Human beings' feelings, their intellectualism and experiences vary widely. For example, running fingers over rough surface, smelling a rose or a skunk, feeling a sharp pain in a part of the body, seeing a color bright purple, being happy or becoming extremely angry, in each of these cases, one is subjected to a mental state with a very distinctive subjective character. There is something for each one to undergo for each state some phenomenology that it has. For such experiences philosophers use the term 'qualia' to refer to the introspectively accessible phenomenal aspects of a human's mental experience. In this broad sense of the term, it is difficult to deny that there are qualia. The status of qualia is hotly debated in philosophy, because it is central to a proper understanding of the nature of consciousness. Qualia are at the very heart of the mind-body problem, because human beings don't share consciousness, they share emotions.
The exponents of Darwin's evolutionary theory, speculate that consciousness might have emerged during the time of our evolution when man became highly social, confronted by many complex relationships, and intrigued by intimate bonding with his fellow beings. One might also argue that since we are conscious, consciousness itself might have evolved independent of biological evolution of man. At the same time, since consciousness is inseparable from human beings' intelligence, perception, thinking, language, and many other evolved abilities, it cannot be an adaptation or infused into the mind by some power beyond man. However, we know that consciousness and unconsciousness often work together with each other. Our memory plays a very important part in processing information which also has a key role in the performance of our consciousness. Francis Crick, a British neuroscientist and DNA researcher, "the mind emerges when working memory, long-term memory, and expectations of the future link up to form thoughts." Gerald Edelman of the Scripps Research Institute, says, "Consciousness arises from the brain's forming relationships between perceptions and prior experiences" (Brain the Complete Mind, page 178).
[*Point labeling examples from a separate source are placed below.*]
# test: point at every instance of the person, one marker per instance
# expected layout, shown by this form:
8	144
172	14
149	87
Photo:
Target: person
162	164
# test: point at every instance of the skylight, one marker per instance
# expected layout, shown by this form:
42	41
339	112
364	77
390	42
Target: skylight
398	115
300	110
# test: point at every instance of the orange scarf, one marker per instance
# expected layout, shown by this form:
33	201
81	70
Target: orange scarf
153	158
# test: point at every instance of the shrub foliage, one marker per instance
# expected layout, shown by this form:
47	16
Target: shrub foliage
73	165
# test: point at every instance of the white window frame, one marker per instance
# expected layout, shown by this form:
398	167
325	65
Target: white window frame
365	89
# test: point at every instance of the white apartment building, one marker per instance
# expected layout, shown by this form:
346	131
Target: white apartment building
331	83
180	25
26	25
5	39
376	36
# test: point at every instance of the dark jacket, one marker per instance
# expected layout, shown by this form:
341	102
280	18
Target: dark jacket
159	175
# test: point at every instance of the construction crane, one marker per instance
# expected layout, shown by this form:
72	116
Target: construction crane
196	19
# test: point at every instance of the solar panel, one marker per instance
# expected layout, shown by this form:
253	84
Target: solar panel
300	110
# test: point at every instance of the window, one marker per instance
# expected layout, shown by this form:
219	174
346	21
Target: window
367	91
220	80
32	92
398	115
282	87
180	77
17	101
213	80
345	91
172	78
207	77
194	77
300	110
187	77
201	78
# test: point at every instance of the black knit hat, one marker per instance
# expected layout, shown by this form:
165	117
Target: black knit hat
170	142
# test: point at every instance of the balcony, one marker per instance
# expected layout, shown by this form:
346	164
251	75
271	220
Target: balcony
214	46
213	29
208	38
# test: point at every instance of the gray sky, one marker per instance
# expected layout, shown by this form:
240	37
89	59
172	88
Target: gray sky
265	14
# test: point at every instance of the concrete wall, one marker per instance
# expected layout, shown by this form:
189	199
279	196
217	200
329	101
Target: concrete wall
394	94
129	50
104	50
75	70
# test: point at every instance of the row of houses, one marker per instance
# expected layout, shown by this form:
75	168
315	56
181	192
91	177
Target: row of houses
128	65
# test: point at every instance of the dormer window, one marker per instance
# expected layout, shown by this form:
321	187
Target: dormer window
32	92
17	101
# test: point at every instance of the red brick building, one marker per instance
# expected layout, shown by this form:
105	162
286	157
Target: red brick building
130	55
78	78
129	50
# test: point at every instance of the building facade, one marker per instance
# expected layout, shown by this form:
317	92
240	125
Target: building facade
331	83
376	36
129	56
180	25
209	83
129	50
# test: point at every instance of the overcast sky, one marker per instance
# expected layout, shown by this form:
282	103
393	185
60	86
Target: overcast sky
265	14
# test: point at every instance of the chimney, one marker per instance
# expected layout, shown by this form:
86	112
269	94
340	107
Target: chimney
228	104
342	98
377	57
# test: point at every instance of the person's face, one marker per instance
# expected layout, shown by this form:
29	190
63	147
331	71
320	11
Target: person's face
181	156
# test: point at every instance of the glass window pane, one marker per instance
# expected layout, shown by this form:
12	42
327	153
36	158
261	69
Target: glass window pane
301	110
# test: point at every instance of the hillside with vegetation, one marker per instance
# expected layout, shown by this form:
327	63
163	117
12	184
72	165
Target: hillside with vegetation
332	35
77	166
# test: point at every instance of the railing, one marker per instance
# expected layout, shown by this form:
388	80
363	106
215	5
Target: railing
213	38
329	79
Researches by neuroscientists have already proved, how our states of mind are defined by electrochemical processing of information along neural pathways. Today is the age of super-computers and we are hearing the voices of artificial intelligence which is going to solve our many hard problems. According to Stuart Hameroff, a Professor at the University of Arizona, "human brain is the perfect quantum computer and the soul [if we have one] or consciousness is simply information stored at the quantum level." Today, many scientists and thinkers from different universities and research institutions are working to develop quantum theory to explain the phenomenon of consciousness. However, our Brain is an indispensable guru in guiding us to understand and solve all the complexities of our mind and body, and problems of our life.

Books and Magazines Cited:
Dennett, Daniel C.: Consciousness Explained.
Blackmore, Susan: Consciousness.
Ferry, Luc: A Brief History of Thought.
Goldblatt, Mark: On Soul, in the Magazine Philosophy Now issue # 82.
Pinker, Steven: The Stuff of Thought.
May/June 2014 issue: Scientific American Mind.
National Geographic: Your Brain 100 Things You Never Knew.
National Geographic: Brain the Complete Mind.
Edelman, Gerald M., and Tononi, Giulio: A Universe of Consciousness.
Revonsuo, Antti and Kamppinen, Matti: Consciousness in Philosophy & Cognitive Neuroscience.